Preprints
https://doi.org/10.5194/egusphere-2026-776
https://doi.org/10.5194/egusphere-2026-776
17 Apr 2026
 | 17 Apr 2026
Status: this preprint is open for discussion and under review for Geoscientific Model Development (GMD).

GLIDE-SOL: A GPU-accelerated Global Lightweight Infrastructure for Diagnostic Environmental Modeling with SOLWEIG

Andrea Zonato, Harsh G. Kamath, Naveen Sudharsan, Luca Monaco, Jonas Kittner, Luise Wolf, Matthias Andreas Demuzere, Ariane Middel, Benjamin Bechtel, and Massimo Milelli

Abstract. GLIDE-SOL is a fully scripted and globally re-deployable Python workflow that operationalizes SOLWEIG for rapid and repeatable thermal-comfort mapping across diverse urban environments. GLIDE-SOL is built on the SOLWEIG radiative balance libraries, but rewrites the surrounding system—including automated input generation, the execution engine, and post-processing—so that the model can be driven by globally available datasets and executed efficiently on GPUs. All inputs (terrain, building morphology, canopy height, land cover, and meteorology) are automatically derived from global products, eliminating local preprocessing while enabling consistent applications from neighborhood-scale analyses to city-wide and multi-city experiments. In addition, GLIDE-SOL introduces lightweight physical diagnostics to improve realism when driven by coarse meteorological forcing, targeting key urban controls on wind and near-surface temperature.
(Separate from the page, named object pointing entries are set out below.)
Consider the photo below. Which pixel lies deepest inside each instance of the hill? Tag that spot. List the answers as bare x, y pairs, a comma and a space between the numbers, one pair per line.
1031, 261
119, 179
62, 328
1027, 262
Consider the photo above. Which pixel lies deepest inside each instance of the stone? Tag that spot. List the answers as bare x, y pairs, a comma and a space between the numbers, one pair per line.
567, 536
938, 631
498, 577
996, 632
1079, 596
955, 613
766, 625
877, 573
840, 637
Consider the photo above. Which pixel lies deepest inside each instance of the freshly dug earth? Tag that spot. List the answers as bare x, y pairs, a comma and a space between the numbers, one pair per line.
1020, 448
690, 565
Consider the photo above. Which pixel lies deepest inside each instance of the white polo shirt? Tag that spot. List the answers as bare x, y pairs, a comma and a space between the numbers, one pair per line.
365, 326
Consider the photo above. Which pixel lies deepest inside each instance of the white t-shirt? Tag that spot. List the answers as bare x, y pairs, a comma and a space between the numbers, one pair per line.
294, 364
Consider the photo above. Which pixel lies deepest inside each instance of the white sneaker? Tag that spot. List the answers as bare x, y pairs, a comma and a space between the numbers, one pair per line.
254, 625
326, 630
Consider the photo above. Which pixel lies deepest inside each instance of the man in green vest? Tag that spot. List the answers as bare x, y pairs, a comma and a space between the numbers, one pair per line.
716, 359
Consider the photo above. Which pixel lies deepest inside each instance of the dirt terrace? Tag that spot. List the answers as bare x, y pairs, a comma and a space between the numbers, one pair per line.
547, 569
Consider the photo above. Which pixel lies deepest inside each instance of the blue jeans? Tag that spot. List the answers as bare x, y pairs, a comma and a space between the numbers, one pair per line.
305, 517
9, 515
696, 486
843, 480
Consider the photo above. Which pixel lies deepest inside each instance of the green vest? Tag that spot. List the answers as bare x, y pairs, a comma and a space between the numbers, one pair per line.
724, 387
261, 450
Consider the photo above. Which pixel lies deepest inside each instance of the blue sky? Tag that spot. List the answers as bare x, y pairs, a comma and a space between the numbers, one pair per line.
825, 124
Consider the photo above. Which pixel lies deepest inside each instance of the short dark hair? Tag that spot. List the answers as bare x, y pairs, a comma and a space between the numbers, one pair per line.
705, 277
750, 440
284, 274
The workflow incorporates two physical augmentations: (i) roughness- and obstacle-based directional wind attenuation to approximate near-surface ventilation; and (ii) diagnostic temperature adjustments that combine a simple urban heat island (UHI) cycle with an elevation-based correction using high-resolution DEM information, to better capture nocturnal warming and local lapse-rate effects. 

To scale to large metropolitan areas, GLIDE-SOL uses explicit domain tiling with cross-tile synchronization to preserve radiative consistency across tile boundaries, enabling meter-scale simulations over tens to hundreds of square kilometers without sacrificing reproducibility. Daily outputs (24 radiative and meteorological fields) are stored as compressed GeoTIFFs to reduce disk usage and accelerate downstream processing.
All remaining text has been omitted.